Varejao's main problem has been his playing time. He needs it badly. But now, as the court of the European Union has decided about the condition of not foreigners for Europeans from certain countries (Lithuania, for example), Varejao will be able to play the reminder of the season in the Spanish League along with Bodiroga (foreigner) and Jasikevicius (now, not foreigner).

Anyway, in he continues playing in Barcelona for the next season, he will have the same problem again, as Vujanic (foreigner) is expected to sign with the team.
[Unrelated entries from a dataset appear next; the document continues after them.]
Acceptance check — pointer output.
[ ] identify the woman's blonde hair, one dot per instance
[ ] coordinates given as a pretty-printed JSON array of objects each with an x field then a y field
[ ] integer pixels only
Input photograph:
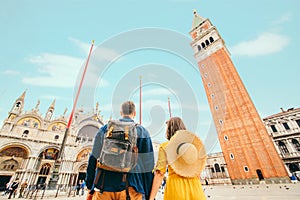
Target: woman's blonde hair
[{"x": 174, "y": 124}]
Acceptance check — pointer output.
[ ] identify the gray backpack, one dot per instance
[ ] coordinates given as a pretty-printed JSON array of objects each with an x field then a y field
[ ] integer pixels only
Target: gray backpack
[{"x": 119, "y": 151}]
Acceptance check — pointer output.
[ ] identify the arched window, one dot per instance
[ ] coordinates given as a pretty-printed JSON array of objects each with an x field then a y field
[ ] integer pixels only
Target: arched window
[
  {"x": 296, "y": 144},
  {"x": 199, "y": 47},
  {"x": 217, "y": 167},
  {"x": 25, "y": 133},
  {"x": 282, "y": 147},
  {"x": 45, "y": 169}
]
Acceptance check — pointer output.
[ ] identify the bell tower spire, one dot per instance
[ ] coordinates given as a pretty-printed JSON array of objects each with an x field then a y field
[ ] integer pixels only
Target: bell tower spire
[
  {"x": 248, "y": 150},
  {"x": 50, "y": 111},
  {"x": 18, "y": 106}
]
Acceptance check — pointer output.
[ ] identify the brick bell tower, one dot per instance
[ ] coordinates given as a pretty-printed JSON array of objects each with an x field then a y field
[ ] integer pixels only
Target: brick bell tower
[{"x": 248, "y": 149}]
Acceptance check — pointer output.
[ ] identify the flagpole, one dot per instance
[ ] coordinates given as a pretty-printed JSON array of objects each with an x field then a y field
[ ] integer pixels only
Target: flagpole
[
  {"x": 169, "y": 105},
  {"x": 55, "y": 174},
  {"x": 140, "y": 99}
]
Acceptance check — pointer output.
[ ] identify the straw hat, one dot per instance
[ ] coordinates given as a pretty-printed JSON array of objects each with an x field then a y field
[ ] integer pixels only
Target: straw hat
[{"x": 186, "y": 154}]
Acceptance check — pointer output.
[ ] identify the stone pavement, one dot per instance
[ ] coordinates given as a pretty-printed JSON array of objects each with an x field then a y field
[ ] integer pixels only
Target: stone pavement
[{"x": 224, "y": 192}]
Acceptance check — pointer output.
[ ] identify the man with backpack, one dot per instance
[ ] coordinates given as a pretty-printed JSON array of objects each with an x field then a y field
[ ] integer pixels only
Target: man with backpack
[{"x": 120, "y": 165}]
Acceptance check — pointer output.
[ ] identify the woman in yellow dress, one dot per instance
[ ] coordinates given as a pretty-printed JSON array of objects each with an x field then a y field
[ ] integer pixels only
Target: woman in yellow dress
[{"x": 184, "y": 156}]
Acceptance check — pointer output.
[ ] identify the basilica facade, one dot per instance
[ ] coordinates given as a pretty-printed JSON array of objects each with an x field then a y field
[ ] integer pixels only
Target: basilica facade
[{"x": 31, "y": 141}]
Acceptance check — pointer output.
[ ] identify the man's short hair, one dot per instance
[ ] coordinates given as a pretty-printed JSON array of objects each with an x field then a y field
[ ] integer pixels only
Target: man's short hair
[{"x": 128, "y": 108}]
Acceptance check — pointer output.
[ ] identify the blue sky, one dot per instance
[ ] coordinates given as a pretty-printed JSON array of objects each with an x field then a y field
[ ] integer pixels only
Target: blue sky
[{"x": 44, "y": 45}]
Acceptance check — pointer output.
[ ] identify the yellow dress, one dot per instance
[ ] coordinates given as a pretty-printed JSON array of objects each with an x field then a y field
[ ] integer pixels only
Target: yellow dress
[{"x": 178, "y": 187}]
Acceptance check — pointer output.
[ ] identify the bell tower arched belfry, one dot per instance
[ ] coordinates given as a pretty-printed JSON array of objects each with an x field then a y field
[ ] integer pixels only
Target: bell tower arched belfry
[{"x": 248, "y": 150}]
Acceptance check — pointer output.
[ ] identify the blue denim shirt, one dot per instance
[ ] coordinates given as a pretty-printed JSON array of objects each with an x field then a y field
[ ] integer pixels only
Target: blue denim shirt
[{"x": 140, "y": 178}]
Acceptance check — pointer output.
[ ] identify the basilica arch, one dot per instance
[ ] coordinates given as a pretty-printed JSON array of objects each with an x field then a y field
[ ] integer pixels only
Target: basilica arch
[{"x": 12, "y": 158}]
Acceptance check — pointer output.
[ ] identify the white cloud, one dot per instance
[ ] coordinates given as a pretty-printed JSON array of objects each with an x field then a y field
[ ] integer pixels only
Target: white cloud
[
  {"x": 264, "y": 44},
  {"x": 157, "y": 92},
  {"x": 62, "y": 71},
  {"x": 52, "y": 97},
  {"x": 11, "y": 72},
  {"x": 101, "y": 53},
  {"x": 284, "y": 18},
  {"x": 55, "y": 70}
]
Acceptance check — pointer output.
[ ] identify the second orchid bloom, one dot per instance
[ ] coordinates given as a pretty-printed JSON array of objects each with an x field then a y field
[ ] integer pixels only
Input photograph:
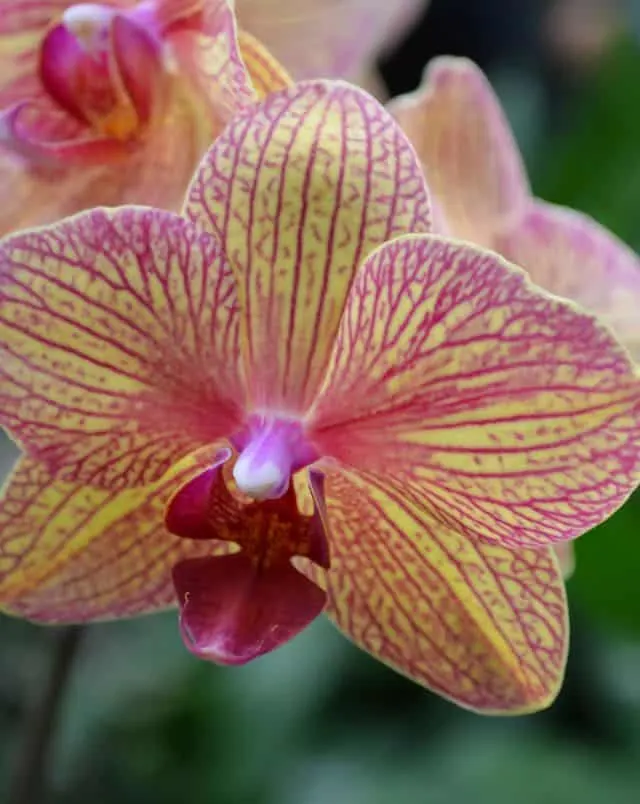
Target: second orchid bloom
[{"x": 294, "y": 398}]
About Langdon, now I see why he couldn't succeed in the NBA. He is an unidimensional and undersized SG. Nothing to get excited about.


----------



## JGKoblenz (Jul 19, 2002)

> Originally posted by <b>Genjuro</b>!
> Varejao's main problem has been his playing time. He needs it badly. But now, as the court of the European Union has decided about the condition of not foreigners for Europeans from certain countries (Lithuania, for example), Varejao will be able to play the reminder of the season in the Spanish League along with Bodiroga (foreigner) and Jasikevicius (now, not foreigner).


I totally agree with you Genjuro, it's almost impossible to show your game playing that little. We will be able to watch Varejao's real game at the Pre-Olympic Championship, when Brazil will have to face Argentina and the Dream-Team.

And I heard about him playing the Spanish League, that would help him a lot.


----------



## Marco Mitis (Dec 17, 2002)

I've watched the final at my home together with a friend from Los Angeles, a LA Lakers subscriber.
He started asking who's this, who's that, why the paint is so large, hey, that's Trajan Langdon, whow, Edney, what, what's the name of this guy? F***a? AhAhAHAHAh.
By thye 3rd quarted he was asleep on my sofa.
As an Italian I was emotionally involved in the game, but was it so boring or what?


----------



## suspect (Sep 10, 2002)

The 3d place game (Benneton-Montepasci) was a bit boring and so were the semifinals..... The final was pretty good though IMO...


----------



## brazys (Jul 17, 2002)

> was it so boring or what?


it definitely wasn't, but an american could watch that match as a NBDL playoff game with attitude like "hey, nuggets would kick their asses". although in reality barca could make it to the playofs in nba in my opinion.


----------



## qwertyu (Dec 29, 2002)

> Originally posted by <b>starvydas</b>!
> After watching them on TV, here are my thoughts on the semis of the Euroleague Final 4.
> 
> First let me post the results
> ...


I'm glad I'm not the only who thinks Varejao is way over-rated and Khryapa is way under-rated. Why would anyone pick Varejao over Khryapa anyway?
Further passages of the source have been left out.